Ata ju betohen në Perëndinë për t’ju kënaqur juve, por Perëndia dh Pejgamberi i Tij, është më e drejtë me i kënaq, nëse janë besimtarë.

Bulgarca: 

Кълнат ви се в Аллах, за да ви угодят.

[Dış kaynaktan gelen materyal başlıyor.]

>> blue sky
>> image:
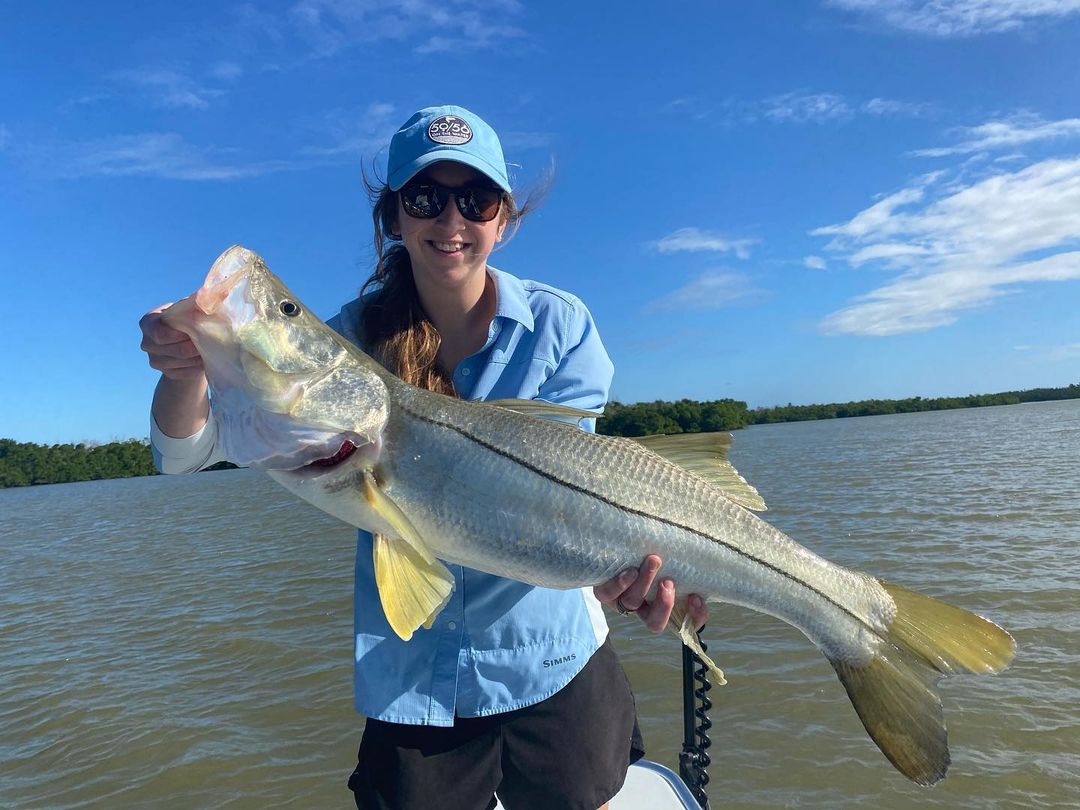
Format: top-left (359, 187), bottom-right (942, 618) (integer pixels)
top-left (3, 0), bottom-right (1080, 444)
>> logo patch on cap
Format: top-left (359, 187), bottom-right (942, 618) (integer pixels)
top-left (427, 115), bottom-right (473, 145)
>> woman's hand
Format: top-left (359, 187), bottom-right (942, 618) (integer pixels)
top-left (594, 554), bottom-right (709, 632)
top-left (139, 303), bottom-right (205, 380)
top-left (140, 303), bottom-right (211, 438)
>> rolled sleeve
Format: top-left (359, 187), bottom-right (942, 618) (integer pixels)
top-left (150, 412), bottom-right (225, 474)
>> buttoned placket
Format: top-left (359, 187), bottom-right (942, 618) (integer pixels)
top-left (453, 317), bottom-right (503, 392)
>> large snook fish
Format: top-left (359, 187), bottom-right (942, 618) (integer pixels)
top-left (162, 245), bottom-right (1014, 786)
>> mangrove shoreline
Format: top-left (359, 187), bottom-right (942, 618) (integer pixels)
top-left (3, 383), bottom-right (1077, 488)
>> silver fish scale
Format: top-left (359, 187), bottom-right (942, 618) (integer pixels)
top-left (374, 386), bottom-right (894, 658)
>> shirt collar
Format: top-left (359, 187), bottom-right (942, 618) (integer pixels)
top-left (488, 267), bottom-right (535, 332)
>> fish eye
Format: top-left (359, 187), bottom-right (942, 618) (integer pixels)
top-left (279, 300), bottom-right (301, 317)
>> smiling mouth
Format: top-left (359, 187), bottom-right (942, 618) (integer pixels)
top-left (306, 439), bottom-right (358, 468)
top-left (430, 240), bottom-right (468, 254)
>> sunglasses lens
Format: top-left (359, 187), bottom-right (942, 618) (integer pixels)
top-left (458, 188), bottom-right (502, 222)
top-left (400, 184), bottom-right (444, 219)
top-left (400, 182), bottom-right (502, 222)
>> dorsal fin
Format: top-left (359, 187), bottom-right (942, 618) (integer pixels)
top-left (631, 432), bottom-right (767, 511)
top-left (484, 398), bottom-right (600, 425)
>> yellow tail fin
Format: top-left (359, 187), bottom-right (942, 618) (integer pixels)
top-left (832, 580), bottom-right (1015, 785)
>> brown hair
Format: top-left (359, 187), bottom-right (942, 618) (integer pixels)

Но Аллах, а и Неговият Пратеник, най-много заслужава на Него да угаждат, ако са вярващи.

Sırpça: 

Заклињу вам се Аллахом да бисте били задовољни, а прече би им било да Аллах и Његов Посланик буду њима задовољни, ако су верници.

Çekçe: 

A přísahají vám při Bohu, aby vás uspokojili, ale spíše Bůh a Jeho posel jsou hodni toho, aby byli uspokojeni, jsou-li tamti věřící.

Urduca: 

یہ لوگ تمہارے سامنے قسمیں کھاتے ہیں تاکہ تمہیں راضی کریں، حالانکہ اگر یہ مومن ہیں تو اللہ اور رسول اس کے زیادہ حق دار ہیں کہ یہ ان کو راضی کرنے کی فکر کریں

Tacikçe: 

Дар баробари шумо ба Худо савганд мехӯранд, то хушнудатон созанд ва ҳол он ки агар имон овардаанд, шоистатар аст, ки Худову расулашро хушнуд созанд.

Tatarca: 

Ул монафикълар Аллаһ исеме илә ант итәләр, сезне риза кылмак өчен, әгәр хак мөэмин булсалар Аллаһуны вә Аның расүлене риза кылмаклары хаклырактыр, ягъни Аллаһуга итагать итеп Аллаһуның ризалыгын алсыннар вә расүлгә итагать итеп рәсүлнең ризалыгын алсыннар!

Endonezyaca: 

Mereka bersumpah kepada kamu dengan (nama) Allah untuk mencari keridhaanmu, padahal Allah dan Rasul-Nya itulah yang lebih patut mereka cari keridhaannya jika mereka adalah orang-orang yang mukmin.

Amharca: 

አላህንና መልክተኛውን ሊያስወድዱ ተገቢያቸው ሲኾን እናንተን ያስወደዷችሁ ዘንድ በአላህ ይምሉላችኋል፡፡ ምእምናኖች ቢኾኑ (አላህንና መልክተኛውን ያስወድዱ)፡፡

Tamilce: 

அவர்கள் உங்களைத் திருப்திப்படுத்துவதற்காக உங்களுக்காக அல்லாஹ் மீது சத்தியம் செய்கிறார்கள். அவர்கள் (உண்மையான) நம்பிக்கையாளர்களாக இருந்தால், அவர்கள் திருப்திப்படுத்துவதற்கு அல்லாஹ்வும், அவனுடைய தூதரும்தான் மிகவும் தகுதியுடையவர்கள்.

Korece: 

그들은 너희를 기쁘게 하려 하나님께 맹세하나 실로 그들이 믿는 신앙인들이라면 하나님과 선지자는 기쁨을 받아야 할 권한이 있노라

Vietnamca: 

(Hỡi những người có đức tin), chúng thề nhân danh Allah với các ngươi để làm hài lòng các ngươi trong khi (đáng lẽ ra) chúng phải làm hài lòng Allah và Thiên Sứ của Ngài nếu chúng đúng thật là những người có đức tin.